That helps a little bit, but overall the process would take years at this rate:
# for i in {1..3600}; do ceph df -f json-pretty |grep -A7 '".rgw.buckets"'
|grep objects; sleep 60; done
"objects": 1660775838
"objects": 1660775733
"objects": 1660775548
"objects": 1660774825
"objects": 1660774790
"objects": 1660774735
This is on a hammer cluster. Would upgrading to Jewel or Luminous speed up
this process at all?
Bryan
From: Yehuda Sadeh-Weinraub <[email protected]>
Date: Wednesday, October 25, 2017 at 11:32 AM
To: Bryan Stillwell <[email protected]>
Cc: David Turner <[email protected]>, Ben Hines <[email protected]>,
"[email protected]" <[email protected]>
Subject: Re: [ceph-users] Speeding up garbage collection in RGW
Some of the options there won't do much for you as they'll only affect
newer object removals. I think the default number of gc objects is
just inadequate for your needs. You can try manually running
'radosgw-admin gc process' concurrently (for the start 2 or 3
processes), see if it makes any dent there. I think one of the problem
is that the gc omaps grew so much that operations on them are too
slow.
Yehuda
On Wed, Oct 25, 2017 at 9:05 AM, Bryan Stillwell
<[email protected]<mailto:[email protected]>> wrote:
We tried various options like the one's Ben mentioned to speed up the garbage
collection process and were unsuccessful. Luckily, we had the ability to
create a new cluster and move all the data that wasn't part of the POC which
created our problem.
One of the things we ran into was the .rgw.gc pool became too large to handle
drive failures without taking down the cluster. We eventually had to move that
pool to SSDs just to get the cluster healthy. It was not obvious it was
getting large though, because this is what it looked like in the 'ceph df'
output:
NAME ID USED %USED MAX AVAIL OBJECTS
.rgw.gc 17 0 0 235G 2647
However, if you look at the SSDs we used (repurposed journal SSDs to get out of
the disaster) in 'ceph osd df' you can see quite a bit of data is being used:
410 0.20000 1.00000 181G 23090M 158G 12.44 0.18
411 0.20000 1.00000 181G 29105M 152G 15.68 0.22
412 0.20000 1.00000 181G 110G 72223M 61.08 0.86
413 0.20000 1.00000 181G 42964M 139G 23.15 0.33
414 0.20000 1.00000 181G 33530M 148G 18.07 0.26
415 0.20000 1.00000 181G 38420M 143G 20.70 0.29
416 0.20000 1.00000 181G 92215M 93355M 49.69 0.70
417 0.20000 1.00000 181G 64730M 118G 34.88 0.49
418 0.20000 1.00000 181G 61353M 121G 33.06 0.47
419 0.20000 1.00000 181G 77168M 105G 41.58 0.59
That's ~560G of omap data for the .rgw.gc pool that isn't being reported in
'ceph df'.
Right now the cluster is still around while we wait to verify the new cluster
isn't missing anything. So if there is anything the RGW developers would like
to try on it to speed up the gc process, we should be able to do that.
Bryan
From: ceph-users
<[email protected]<mailto:[email protected]>>
on behalf of David Turner <[email protected]<mailto:[email protected]>>
Date: Tuesday, October 24, 2017 at 4:07 PM
To: Ben Hines <[email protected]<mailto:[email protected]>>
Cc: "[email protected]<mailto:[email protected]>"
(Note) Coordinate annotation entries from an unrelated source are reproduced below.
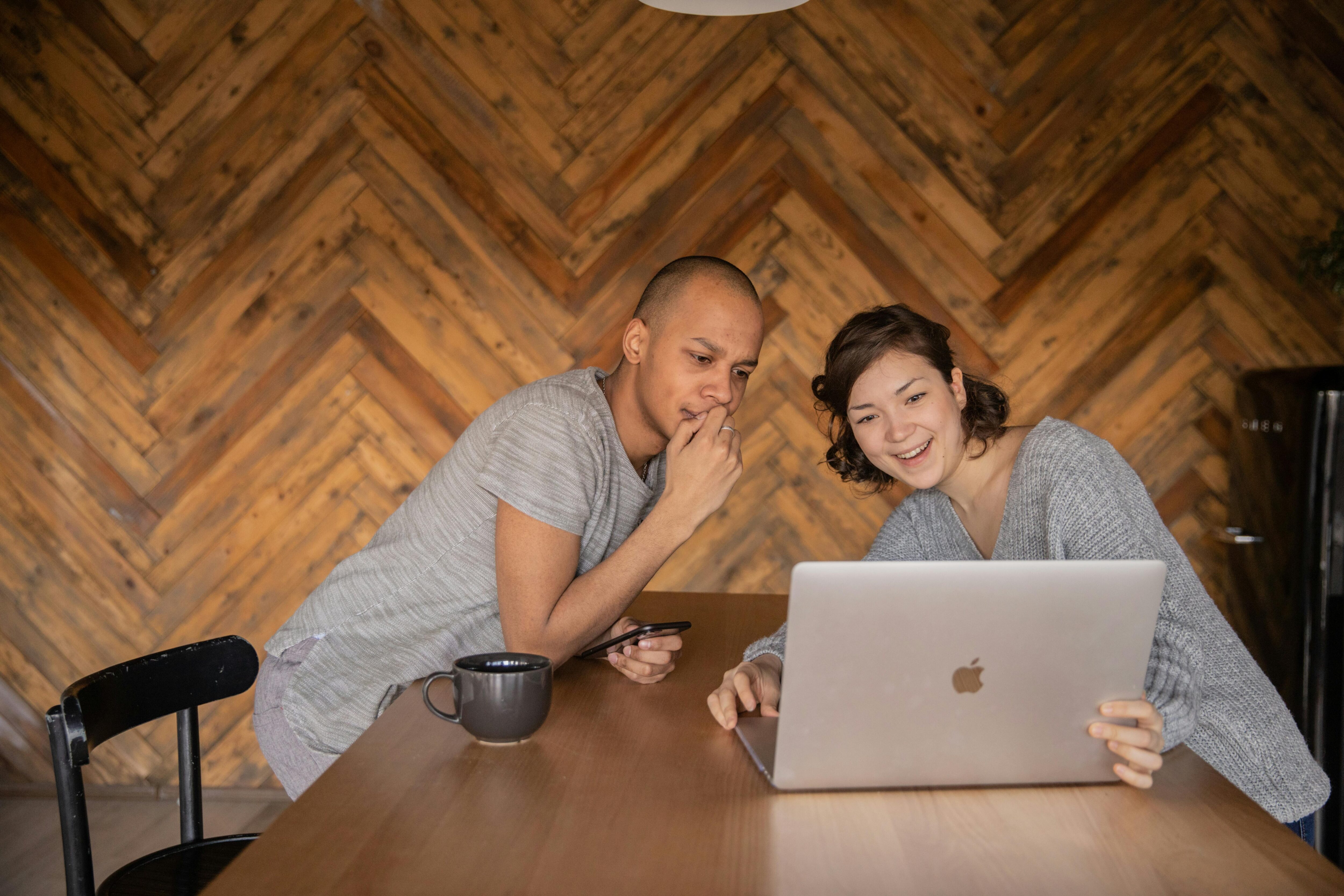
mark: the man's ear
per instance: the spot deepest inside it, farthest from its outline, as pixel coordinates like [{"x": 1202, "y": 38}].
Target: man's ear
[{"x": 635, "y": 343}]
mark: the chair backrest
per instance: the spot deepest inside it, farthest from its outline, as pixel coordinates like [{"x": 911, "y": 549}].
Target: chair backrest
[
  {"x": 117, "y": 699},
  {"x": 103, "y": 706}
]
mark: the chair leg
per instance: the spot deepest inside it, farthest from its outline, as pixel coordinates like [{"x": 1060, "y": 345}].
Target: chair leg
[
  {"x": 189, "y": 776},
  {"x": 70, "y": 802}
]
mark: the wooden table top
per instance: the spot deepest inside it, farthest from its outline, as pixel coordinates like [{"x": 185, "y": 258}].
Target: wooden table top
[{"x": 634, "y": 789}]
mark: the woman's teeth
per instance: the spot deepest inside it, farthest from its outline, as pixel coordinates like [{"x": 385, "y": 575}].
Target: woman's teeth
[{"x": 913, "y": 453}]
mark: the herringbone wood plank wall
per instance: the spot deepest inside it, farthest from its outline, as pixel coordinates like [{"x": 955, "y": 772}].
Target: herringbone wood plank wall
[{"x": 261, "y": 262}]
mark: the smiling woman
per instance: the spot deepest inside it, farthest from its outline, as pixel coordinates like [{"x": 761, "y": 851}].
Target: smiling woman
[
  {"x": 861, "y": 362},
  {"x": 902, "y": 412}
]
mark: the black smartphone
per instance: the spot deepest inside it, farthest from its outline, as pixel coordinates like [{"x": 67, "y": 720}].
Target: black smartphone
[{"x": 659, "y": 628}]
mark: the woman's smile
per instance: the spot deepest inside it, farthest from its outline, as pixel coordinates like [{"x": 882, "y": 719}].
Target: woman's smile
[{"x": 916, "y": 456}]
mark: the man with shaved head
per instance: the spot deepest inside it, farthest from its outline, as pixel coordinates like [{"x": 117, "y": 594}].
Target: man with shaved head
[{"x": 535, "y": 533}]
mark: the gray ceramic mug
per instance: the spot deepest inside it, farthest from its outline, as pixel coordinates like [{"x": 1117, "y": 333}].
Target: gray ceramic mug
[{"x": 501, "y": 698}]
<[email protected]<mailto:[email protected]>>
Subject: Re: [ceph-users] Speeding up garbage collection in RGW
Thank you so much for chiming in, Ben.
Can you explain what each setting value means? I believe I understand min wait,
that's just how long to wait before allowing the object to be cleaned up. gc
max objs is how many will be cleaned up during each period? gc processor
period is how often it will kick off gc to clean things up? And gc processor
max time is the longest the process can run after the period starts? Is that
about right for that? I read somewhere saying that prime numbers are optimal
for gc max objs. Do you know why that is? I notice you're using one there.
What is lc max objs? I couldn't find a reference for that setting.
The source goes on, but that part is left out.